В голове продолжали стучать слова Лени: «Его баба влезла куда ее не просили, и эту дуру протащили по всем СМИ, как последнюю идиотку». Это про нее… про нее…
Ване? Ване можно. Она даже набрала его номер, даже услышала два гудка. А потом сбросила. Нет. Ване нельзя. У Вани ресницы. И он целуется с искрами. И… это как измена Илье. Ване нельзя.
Тихому?…
А Тихий ей не друг. Тихий – клиент.
Она снова нашла номер Ильи. И замерла, не решаясь нажать на вызов. Он не должен знать, во что она впуталась, не должен…
В это время телефон зазвонил, высветив: «Иван». Так же, как перед этим Дуня не могла нажать на вызов Илье, так и теперь она не решалась принять входящий от Тобольцева. Но в сумерках, когда улицы были почти пустынными, дневные звуки постепенно утихали, а большинство людей давно сидело по домам, звонок казался очень громким. Оглушающим. И она все же нажала на соединение.
– У меня пропущенный от тебя. Привет. Что-то случилось?
Она молчала. Где-то совсем близко были слезы, Дуне казалось, что если она сейчас откроет рот, то просто разрыдается. И она молчала.
– ДУНЯ?!
– Привет, – это все, что удалось из себя выдавить. Только чтобы он не бросил трубку. Только бы не бросил. Потому что тогда она снова останется одна.
– Почему шепотом?!
Надо ему ответить. Надо постараться.
– Ты где?!
– Я… я… у подъезда.
– Тогда почему шепотом?
– Я поднялась… а там… квартира открыта. Что мне делать?
– Что значит – открыта? Ты забыла закрыть утром?
В его голосе послышались требовательные нотки, и это позволило Дуне ответить. Наконец-то хоть что-то связно объяснить.
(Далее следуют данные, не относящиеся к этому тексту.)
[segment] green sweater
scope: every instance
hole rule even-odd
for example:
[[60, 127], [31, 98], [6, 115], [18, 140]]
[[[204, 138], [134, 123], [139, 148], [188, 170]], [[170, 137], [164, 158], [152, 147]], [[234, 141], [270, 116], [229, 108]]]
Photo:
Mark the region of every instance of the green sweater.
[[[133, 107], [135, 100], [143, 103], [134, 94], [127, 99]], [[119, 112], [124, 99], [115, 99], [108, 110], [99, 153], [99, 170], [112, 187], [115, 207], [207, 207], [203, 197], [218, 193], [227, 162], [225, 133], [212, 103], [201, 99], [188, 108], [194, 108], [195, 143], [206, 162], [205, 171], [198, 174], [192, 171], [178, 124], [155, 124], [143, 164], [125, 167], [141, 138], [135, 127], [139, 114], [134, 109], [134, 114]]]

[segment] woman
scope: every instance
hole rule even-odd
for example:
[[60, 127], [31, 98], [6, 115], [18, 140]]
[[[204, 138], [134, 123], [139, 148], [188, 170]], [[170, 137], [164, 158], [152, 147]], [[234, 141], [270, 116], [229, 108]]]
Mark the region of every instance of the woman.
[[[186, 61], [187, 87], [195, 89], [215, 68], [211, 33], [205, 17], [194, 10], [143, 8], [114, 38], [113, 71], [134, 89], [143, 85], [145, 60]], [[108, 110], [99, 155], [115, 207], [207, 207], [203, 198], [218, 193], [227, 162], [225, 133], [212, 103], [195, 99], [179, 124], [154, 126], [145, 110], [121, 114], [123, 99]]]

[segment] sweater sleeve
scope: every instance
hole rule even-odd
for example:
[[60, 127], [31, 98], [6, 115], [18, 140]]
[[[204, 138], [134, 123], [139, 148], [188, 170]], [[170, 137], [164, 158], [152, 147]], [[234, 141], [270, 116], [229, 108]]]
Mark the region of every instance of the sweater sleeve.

– Нет-нет, конечно, я все закрыла. Просто дверь взломал… кто-то.
На том конце возникла небольшая пауза. А потом Иван стал спрашивать:
– Люди рядом есть? У подъезда, на детской площадке, недалеко?
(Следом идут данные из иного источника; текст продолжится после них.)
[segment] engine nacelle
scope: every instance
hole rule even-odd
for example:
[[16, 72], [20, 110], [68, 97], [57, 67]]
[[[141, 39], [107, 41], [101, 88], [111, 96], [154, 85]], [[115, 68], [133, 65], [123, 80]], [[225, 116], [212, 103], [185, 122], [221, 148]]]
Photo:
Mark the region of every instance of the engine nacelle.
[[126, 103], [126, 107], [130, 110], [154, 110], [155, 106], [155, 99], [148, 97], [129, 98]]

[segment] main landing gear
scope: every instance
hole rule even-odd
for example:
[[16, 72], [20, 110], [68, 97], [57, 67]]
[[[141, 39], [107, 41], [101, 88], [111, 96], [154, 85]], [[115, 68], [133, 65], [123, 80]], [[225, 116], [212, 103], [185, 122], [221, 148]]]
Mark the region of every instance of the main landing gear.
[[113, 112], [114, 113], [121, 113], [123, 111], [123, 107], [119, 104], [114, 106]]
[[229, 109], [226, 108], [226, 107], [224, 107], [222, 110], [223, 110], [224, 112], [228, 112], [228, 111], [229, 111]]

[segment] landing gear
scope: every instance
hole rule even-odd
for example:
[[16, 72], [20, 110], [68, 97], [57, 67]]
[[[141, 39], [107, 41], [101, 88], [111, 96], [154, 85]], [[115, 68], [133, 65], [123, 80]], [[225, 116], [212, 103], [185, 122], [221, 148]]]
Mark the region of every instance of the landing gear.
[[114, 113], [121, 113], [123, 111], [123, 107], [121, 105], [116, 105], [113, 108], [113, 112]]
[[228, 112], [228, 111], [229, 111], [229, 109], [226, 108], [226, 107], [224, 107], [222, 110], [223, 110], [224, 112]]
И становилось легче. Не так страшно. Дуня посмотрела через дорогу.
– Подростки. Есть. Тусуются с музыкой на детской площадке.
– Тогда сиди на месте. Никуда не уходи. Если что – сразу звони мне. Я скоро буду.
– Хорошо.
Он отключился. Она стала ждать. Села на лавочку, ведь он же сказал «сиди». Дуня умеет быть послушной. Умеет. Только бы приехал побыстрее…
После Дуниного звонка его отпустило. Потому что напряжение, ожидание чего-то нехорошего к вечеру сгустилось тяжелой грозовой тучей. Да, утром он разозлился из-за этого дурацкого платья. Но платье забылось быстро. А напряжение только нарастало. Пока Иван занимался текущими делами, оно тупым древком давило между лопаток. «Что-то должно случиться», – от этой мысли невозможно было отрешиться. И хотя она казалась не совсем рациональной, телефон от себя Тобольцев дальше вытянутой руки не отпускал. А к концу дня стал дергаться на любой звонок. Пока не зазвучали тревожные струнные увертюры к «Царской невесте». Зазвучали и тут же умолкли. Аппарат Иван едва не уронил.